In old age, 39% of women and 50% of men had second-degree obesity, third-degree obesity in 33% and 25%, respectively.

Of the concomitant diseases among elderly women, hypertension was the most common-95%, sensory polyneuropathy in 53% of cases, atherosclerosis of aorta and dyslipidemia occurred in 50% of cases. Hypertension was also the most common in men-94%, atherosclerosis of aorta was found in 38%, dyslipidemia in 44%, sensory polyneuropathy accounted for 26% of cases (fig. 2).

There were also cases of joint diagnosis of coronary heart disease and DM2: among elderly women -22%, among elderly men 31%.

Conclusions

The conducted research allows us to draw the following conclusions:

1. The prevalence of coronary heart disease in DM2:

• Coronary heart disease in type 2 diabetes mellitus is more common in women than in men.

2. Severity of course and complications:

• In men with DM2 and coronary heart disease, comorbid pathology is much more severe than in women.

• Men with DM2 and coronary heart disease are more likely to develop myocardial infarction.

• Men with DM2 and coronary artery disease are more likely to require coronary artery revascularization surgery.

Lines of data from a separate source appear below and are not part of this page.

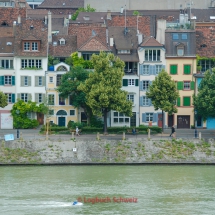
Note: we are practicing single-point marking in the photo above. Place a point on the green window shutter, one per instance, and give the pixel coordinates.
(13, 98)
(192, 85)
(173, 69)
(186, 101)
(22, 81)
(125, 83)
(178, 101)
(187, 69)
(1, 80)
(136, 82)
(180, 85)
(13, 80)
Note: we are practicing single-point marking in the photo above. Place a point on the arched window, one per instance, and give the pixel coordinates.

3. The risk of developing MI:

• The male sex increases the risk of developing myocardial infarction by almost 5 times.

4. Concomitant diseases in coronary heart disease and DM2:

• The most common concomitant diseases in the comorbidity of coronary heart disease and DM2 are arterial hypertension, sensory polyneuropathy, fatness, atherosclerosis of the aorta, dyslipidemia

5. Gender differences in concomitant diseases:

• All concomitant diseases have approximately the same percentage in men and women with DM2 and coronary artery disease.

• Sensory polyneuropathy is 2 times more common in women with DM2 and coronary heart disease than in men.

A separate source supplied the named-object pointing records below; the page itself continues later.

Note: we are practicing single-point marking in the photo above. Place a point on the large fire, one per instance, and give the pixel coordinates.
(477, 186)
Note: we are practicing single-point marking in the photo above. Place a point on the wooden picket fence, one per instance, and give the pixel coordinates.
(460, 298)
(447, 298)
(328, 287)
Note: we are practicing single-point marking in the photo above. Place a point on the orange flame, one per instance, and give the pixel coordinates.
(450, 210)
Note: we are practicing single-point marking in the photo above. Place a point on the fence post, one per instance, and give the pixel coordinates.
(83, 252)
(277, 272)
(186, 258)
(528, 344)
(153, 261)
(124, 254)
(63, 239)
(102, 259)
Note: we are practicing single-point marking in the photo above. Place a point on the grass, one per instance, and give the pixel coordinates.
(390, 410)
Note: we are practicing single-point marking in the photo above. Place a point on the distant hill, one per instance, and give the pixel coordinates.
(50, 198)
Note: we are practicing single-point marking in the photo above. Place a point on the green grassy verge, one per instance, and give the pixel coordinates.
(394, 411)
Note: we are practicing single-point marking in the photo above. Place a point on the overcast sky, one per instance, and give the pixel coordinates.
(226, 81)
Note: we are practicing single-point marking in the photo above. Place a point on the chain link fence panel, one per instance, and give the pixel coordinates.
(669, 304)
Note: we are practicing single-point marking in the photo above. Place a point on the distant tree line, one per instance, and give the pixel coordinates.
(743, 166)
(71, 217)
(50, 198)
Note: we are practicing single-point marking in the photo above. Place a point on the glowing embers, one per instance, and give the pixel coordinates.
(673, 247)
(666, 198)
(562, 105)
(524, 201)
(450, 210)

These findings highlight the importance of taking into account gender differences in the diagnosis and treatment of patients with DM2 and coronary artery disease. Men with DM2 require closer monitoring and early prevention of cardiovascular complications.

Further research is needed to clarify the mechanisms underlying gender differences in the course of comorbid diseases.